@choster rightly says that "the purpose of the headline is to attract readers and encourage them to read the article itself".
Even in pre-clickbait days, the purpose of a headline was primarily to entice people to read the story. Headlines are written in headlinese (and British headlinese is sometimes different in style from American, so the views of native BrE speakers are possibly more valuable here).
Features of headlinese vary but can include noun piles, omission of determiners, omission of auxiliaries, and other slightly unnatural wordings.
In headlinese, the simple present tends to stand in for the present perfect. So "France declares war" would mean "France has declared war"; "Trump announces new executive order" would mean "Trump has announced a new executive order".
Hence, "12-year-old boy who transitioned to female changes his mind just two years later" can be interpreted as "A 12-year-old boy who had transitioned to female has changed his mind just two years later". This doesn't seem to solve the problem of ambiguity, though. If anything, the literal interpretation would seem to be that he is 12 now.

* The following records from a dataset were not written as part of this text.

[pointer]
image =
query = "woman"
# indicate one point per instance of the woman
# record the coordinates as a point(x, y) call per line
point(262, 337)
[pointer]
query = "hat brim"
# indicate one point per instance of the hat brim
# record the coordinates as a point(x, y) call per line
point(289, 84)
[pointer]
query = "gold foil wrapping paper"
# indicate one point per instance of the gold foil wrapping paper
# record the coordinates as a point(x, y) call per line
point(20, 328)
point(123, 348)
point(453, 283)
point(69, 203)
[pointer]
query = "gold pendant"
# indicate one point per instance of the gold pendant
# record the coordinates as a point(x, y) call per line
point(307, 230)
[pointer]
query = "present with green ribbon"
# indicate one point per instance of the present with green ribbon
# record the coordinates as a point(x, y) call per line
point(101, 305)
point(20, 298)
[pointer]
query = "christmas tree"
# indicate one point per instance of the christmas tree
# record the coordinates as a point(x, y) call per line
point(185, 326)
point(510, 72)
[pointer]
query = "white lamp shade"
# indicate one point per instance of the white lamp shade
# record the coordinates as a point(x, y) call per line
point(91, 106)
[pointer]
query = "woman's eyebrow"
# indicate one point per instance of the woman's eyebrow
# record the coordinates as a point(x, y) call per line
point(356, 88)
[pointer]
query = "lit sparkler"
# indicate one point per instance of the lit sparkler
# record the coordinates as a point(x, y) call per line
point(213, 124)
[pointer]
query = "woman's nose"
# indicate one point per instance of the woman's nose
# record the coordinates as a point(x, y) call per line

For what it's worth, my assumption was that the boy was 12 when he transitioned - and this turned out to be correct. I agree with you that it seems ambiguous, but I can't say for sure whether I would have thought about the ambiguity if I had seen the headline in the wild, rather than being preconditioned by your post to see ambiguity there. If other native-speaker readers had the same interpretation as me, the question arises as to whether that's based on our parsing of the headline or whether it is just a pragmatic assumption that transitioning at the age of 10 is relatively rare and therefore less likely.